A mere few days after the Lambert incident on the train to Asnieres, the king of Spain visited Paris on the invite of Napoleon III. As they paraded through the Champs Elysées, they weren't met with the usual salutations but rather by 250,000 citizens crying out "Hay! Lambert!"
Napoleon the III was apparently so agitated that he gave an order to arrest anyone shouting it. Indeed 200-300 young men were arrested according to London newspapers. That being said, the impact was negligible given reports that "Lambert" was the first word heard in the morning and the last word heard at night for weeks.
Like the best memes, Lambert went international, reaching St. Petersburg soon after. Indeed the liberal newspaper, Golos, published two feuilletons devoted to Lambert and announced the upcoming local production of a vaudeville show and a drama, both entitled: 'Eh, Lambert!'
Without the proper context, The Crocodile's epigraph may seem to be merely an irrelevant throwaway; yet upon proper examination we see that Dostoevsky is invoking the trifling discourse typical of the newspaper feuilletonists to further underscore the satirical themes in the full story that follows.
Prof. Sarah Young, who penned our introduction, writes "Newspapers traded on gossip and untruth and, much like the tabloid press of the present day, owed their popularity and ability to shape the news agenda to an ability to distract readers from more serious concerns.
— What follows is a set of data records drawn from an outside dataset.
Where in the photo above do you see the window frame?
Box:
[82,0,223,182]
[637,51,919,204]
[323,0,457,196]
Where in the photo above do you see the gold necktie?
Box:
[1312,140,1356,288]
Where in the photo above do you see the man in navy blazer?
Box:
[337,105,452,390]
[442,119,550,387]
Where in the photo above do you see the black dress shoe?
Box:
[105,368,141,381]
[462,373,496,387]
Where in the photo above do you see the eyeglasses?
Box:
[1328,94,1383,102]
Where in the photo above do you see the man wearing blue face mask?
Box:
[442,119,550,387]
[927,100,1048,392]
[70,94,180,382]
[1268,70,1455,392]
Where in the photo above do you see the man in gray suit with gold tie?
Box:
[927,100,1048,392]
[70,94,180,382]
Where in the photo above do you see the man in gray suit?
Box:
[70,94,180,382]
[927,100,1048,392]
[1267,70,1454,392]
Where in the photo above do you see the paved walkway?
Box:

And the main motivation behind such enterprises was, and remains, money, and the power endowed by money."
Therein lies Dostoevsky's dig into the anti-intellectual influence of capital on publishing—a relationship that surely hit a painful sore spot given the bankruptcy of his personal literary journal The Epoch, which folded immediately after The Crocodile was printed in its ultimate issue.